The go-to benchmark in the U.S. is the S&P 500 Index. The financial media compares the returns of all types of investments to the index.
And the S&P 500 has been doing well. Over the past two years, it has gained almost 50%.
What if I told you there is an investment product on the market that offers S&P 500-like returns at a 25% lower cost?
Would you buy the cheaper product?
Take a look at a two-year chart of two important global stock indices…
If I didn’t make this chart, I’d have trouble telling the movement of the two indices apart from each other.
It’s important to consider what this chart is telling us…
Coordinated Global Growth
The green line in the above chart reflects the recent movement of the iShares MSCI Emerging Markets Index ETF (NYSE: EEM).
As the chart suggests, over the past two years, EEM and the S&P 500 have made very similar moves. The performance of the two is 97% correlated over this period.
How could that be?
You may have heard the financial news media talk about coordinated global growth. It’s real … and this chart shows the results.
The S&P 500 owns the 500 most widely held U.S. stocks on the New York Stock Exchange or the Nasdaq. The MSCI Emerging Markets Index includes stocks from 24 emerging-market countries. These countries include China, South Korea, Taiwan, India and Brazil. Seven of the top 10 holdings are Chinese.
You can see these indices have been moving in lockstep. But their underlying fundamentals aren’t in lockstep.
Bloomberg reports the price-to-earnings ratio (P/E) of the S&P 500 is 22.1 today, but the MSCI index is only 16.4. That’s almost 26% less than the S&P 500.
The P/E of the MSCI emerging markets index is more than 5.5 points less than the S&P 500. This type of discount is uncommon. Since 1995, the P/E of the MSCI index has only been at this level about one-third of the time.
Over this period, the emerging-market index has outperformed the S&P 500 when the discount gets this large. Take a look:
The above table reflects the difference between returns of the emerging-markets index and the S&P 500 after the indices hit this “discount indicator.”

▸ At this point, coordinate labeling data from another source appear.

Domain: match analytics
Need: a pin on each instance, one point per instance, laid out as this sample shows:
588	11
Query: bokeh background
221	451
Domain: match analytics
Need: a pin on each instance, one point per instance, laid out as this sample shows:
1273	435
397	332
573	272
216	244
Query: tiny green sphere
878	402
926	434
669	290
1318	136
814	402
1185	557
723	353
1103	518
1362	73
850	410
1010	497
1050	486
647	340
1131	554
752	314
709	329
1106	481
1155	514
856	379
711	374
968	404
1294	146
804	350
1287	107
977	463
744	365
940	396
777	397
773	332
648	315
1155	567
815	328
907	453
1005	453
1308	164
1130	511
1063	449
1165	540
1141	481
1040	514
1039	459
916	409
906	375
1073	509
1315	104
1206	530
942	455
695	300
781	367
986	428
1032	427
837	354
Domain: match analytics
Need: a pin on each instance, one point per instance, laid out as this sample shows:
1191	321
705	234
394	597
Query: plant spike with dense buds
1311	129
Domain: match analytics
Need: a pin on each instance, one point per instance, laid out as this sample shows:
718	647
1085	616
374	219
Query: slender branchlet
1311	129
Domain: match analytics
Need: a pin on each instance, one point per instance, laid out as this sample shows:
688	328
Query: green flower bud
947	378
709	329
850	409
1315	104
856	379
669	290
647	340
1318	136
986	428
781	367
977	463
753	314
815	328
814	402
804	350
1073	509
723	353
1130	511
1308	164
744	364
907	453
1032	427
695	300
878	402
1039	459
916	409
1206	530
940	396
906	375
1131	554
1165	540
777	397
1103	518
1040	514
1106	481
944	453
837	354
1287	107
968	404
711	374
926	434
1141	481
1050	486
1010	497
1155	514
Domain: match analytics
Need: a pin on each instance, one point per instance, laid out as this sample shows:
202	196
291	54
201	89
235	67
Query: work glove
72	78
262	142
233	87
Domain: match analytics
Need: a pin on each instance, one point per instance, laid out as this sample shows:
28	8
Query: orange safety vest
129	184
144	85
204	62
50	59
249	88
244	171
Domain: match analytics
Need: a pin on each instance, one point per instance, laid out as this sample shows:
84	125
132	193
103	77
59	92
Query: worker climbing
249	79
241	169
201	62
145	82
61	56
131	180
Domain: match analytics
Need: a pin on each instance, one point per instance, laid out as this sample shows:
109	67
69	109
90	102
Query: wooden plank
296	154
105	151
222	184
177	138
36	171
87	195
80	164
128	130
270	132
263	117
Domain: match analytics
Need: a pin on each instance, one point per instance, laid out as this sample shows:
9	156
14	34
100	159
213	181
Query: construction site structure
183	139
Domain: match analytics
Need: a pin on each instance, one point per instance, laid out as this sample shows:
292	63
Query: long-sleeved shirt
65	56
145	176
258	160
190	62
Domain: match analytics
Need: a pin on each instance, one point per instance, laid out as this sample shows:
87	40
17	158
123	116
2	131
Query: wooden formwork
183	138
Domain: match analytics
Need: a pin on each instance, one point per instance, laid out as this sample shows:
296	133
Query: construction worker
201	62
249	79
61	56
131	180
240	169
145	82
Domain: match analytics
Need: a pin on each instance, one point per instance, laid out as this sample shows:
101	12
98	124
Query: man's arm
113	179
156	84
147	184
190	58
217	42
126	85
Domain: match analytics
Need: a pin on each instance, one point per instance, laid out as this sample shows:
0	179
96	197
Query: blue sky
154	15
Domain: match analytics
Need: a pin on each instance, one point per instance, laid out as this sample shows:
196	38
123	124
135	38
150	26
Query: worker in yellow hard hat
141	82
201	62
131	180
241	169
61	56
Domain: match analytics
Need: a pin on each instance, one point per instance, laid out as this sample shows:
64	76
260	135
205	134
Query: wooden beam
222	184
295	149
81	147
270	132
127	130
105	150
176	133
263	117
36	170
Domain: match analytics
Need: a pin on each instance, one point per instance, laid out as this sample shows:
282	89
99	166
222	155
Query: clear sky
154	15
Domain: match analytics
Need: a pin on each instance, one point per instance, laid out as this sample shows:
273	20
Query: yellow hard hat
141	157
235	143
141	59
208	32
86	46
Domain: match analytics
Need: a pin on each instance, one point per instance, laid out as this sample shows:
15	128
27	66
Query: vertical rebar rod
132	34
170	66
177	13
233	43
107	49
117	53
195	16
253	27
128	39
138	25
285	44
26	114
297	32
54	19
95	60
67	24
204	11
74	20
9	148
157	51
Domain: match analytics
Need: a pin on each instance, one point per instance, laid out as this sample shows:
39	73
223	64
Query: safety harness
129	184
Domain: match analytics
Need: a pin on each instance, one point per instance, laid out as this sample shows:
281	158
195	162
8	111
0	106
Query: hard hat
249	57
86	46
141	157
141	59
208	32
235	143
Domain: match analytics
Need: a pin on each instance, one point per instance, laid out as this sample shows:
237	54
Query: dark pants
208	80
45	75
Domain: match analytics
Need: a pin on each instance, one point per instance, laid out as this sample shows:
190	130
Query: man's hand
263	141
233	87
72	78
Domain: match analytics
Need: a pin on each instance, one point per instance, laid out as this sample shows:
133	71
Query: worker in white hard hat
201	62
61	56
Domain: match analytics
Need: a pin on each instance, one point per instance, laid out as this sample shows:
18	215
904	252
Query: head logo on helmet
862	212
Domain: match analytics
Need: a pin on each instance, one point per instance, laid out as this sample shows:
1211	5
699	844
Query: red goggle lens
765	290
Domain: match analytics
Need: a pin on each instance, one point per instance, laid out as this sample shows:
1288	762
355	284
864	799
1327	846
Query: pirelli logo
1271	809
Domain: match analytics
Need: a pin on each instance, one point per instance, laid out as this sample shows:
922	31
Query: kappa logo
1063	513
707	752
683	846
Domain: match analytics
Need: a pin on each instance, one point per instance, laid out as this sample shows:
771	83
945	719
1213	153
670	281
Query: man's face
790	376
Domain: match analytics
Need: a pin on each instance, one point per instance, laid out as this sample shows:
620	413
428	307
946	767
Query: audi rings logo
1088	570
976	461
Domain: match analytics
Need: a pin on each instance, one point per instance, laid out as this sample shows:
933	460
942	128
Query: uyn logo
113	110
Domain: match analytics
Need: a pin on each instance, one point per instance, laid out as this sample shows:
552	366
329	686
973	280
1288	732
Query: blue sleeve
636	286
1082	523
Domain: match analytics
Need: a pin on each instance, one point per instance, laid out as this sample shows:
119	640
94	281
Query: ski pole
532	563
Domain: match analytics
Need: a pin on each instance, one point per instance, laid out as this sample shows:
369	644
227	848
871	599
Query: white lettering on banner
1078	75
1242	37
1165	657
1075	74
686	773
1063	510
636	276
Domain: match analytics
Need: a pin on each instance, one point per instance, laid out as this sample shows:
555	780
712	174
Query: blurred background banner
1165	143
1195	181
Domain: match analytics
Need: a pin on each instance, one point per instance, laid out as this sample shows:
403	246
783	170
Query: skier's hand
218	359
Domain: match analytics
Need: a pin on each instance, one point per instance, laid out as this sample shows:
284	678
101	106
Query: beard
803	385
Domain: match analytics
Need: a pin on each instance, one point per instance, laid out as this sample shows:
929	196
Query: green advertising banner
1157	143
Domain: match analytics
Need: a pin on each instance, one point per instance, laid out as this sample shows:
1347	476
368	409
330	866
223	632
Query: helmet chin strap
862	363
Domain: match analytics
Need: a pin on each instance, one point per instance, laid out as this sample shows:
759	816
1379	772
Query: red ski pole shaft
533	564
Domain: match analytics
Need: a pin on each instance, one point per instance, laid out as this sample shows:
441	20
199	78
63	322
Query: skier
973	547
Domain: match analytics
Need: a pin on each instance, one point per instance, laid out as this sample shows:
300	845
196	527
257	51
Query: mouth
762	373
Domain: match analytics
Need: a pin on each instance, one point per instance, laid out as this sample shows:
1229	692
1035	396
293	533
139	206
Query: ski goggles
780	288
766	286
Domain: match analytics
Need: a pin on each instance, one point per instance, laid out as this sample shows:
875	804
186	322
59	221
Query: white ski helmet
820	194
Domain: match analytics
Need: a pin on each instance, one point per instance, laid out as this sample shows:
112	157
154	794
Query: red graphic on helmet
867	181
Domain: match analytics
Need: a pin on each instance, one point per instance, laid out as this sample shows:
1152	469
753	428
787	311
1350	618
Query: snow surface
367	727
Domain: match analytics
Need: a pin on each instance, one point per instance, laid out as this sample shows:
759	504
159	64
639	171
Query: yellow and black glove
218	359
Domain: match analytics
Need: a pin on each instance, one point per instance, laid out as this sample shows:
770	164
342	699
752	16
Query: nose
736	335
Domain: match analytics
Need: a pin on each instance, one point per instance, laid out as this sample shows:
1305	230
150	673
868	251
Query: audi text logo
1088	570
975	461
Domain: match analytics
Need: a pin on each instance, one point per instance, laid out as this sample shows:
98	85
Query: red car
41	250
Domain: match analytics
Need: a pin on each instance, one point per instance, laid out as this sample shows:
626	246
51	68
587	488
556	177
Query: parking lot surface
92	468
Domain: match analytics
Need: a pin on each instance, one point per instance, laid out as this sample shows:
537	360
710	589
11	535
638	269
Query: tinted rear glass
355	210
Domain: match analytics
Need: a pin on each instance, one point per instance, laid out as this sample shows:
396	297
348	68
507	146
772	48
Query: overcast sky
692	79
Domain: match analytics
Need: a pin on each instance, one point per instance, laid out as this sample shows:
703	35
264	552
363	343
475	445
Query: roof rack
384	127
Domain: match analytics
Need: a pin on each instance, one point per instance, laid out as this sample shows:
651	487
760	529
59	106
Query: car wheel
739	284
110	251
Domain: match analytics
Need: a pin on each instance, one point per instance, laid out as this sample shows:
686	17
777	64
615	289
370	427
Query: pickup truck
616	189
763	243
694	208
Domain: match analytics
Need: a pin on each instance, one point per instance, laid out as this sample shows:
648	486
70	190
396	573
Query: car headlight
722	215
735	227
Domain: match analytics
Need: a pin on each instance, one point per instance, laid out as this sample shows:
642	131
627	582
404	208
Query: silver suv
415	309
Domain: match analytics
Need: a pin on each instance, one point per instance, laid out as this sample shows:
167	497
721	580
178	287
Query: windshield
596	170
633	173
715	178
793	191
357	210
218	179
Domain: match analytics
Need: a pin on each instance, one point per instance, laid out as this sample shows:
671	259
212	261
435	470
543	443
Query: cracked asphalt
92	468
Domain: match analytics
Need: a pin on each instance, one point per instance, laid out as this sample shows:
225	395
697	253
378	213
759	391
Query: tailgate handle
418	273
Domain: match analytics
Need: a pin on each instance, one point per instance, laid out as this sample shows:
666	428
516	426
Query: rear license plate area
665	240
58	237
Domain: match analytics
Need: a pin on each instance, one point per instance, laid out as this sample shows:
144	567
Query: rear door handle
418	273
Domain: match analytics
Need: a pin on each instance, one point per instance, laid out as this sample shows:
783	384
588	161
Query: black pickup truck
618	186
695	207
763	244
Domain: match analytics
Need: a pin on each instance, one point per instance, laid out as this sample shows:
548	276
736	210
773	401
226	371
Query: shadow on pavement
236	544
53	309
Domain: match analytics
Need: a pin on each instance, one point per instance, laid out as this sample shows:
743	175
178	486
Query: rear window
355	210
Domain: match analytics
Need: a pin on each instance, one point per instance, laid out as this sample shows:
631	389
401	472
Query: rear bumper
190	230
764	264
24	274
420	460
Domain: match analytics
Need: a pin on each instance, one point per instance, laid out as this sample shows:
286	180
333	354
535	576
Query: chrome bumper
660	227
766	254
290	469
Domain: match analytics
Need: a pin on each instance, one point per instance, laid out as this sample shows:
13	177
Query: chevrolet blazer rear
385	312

This is a big deal. The S&P 500 has actually outperformed the MSCI index overall since 1995. However, the MSCI outperforms when it gets to today’s levels.
The above returns only reflect price changes. They don’t include dividends. But that doesn’t change the analysis. The MSCI emerging markets index actually yields more than the S&P 500 today.
We’re in a New Era
Fund flows are more global today.
The Bloomberg station from SiriusXM radio in my car switches to Bloomberg Daybreak: Asia at 6 p.m. EST. I never heard international investing news when I was growing up.
Hedge funds and individual investors alike trade in many more markets than they did before.
And the returns of major indices are more alike than they used to be.
Sometimes, though, the prices of these indices get out of whack. Today is one of those times.
The best way to take advantage of this is to buy the EEM ETF. History shows it should offer returns in excess of the benchmark S&P 500 Index over the next two years.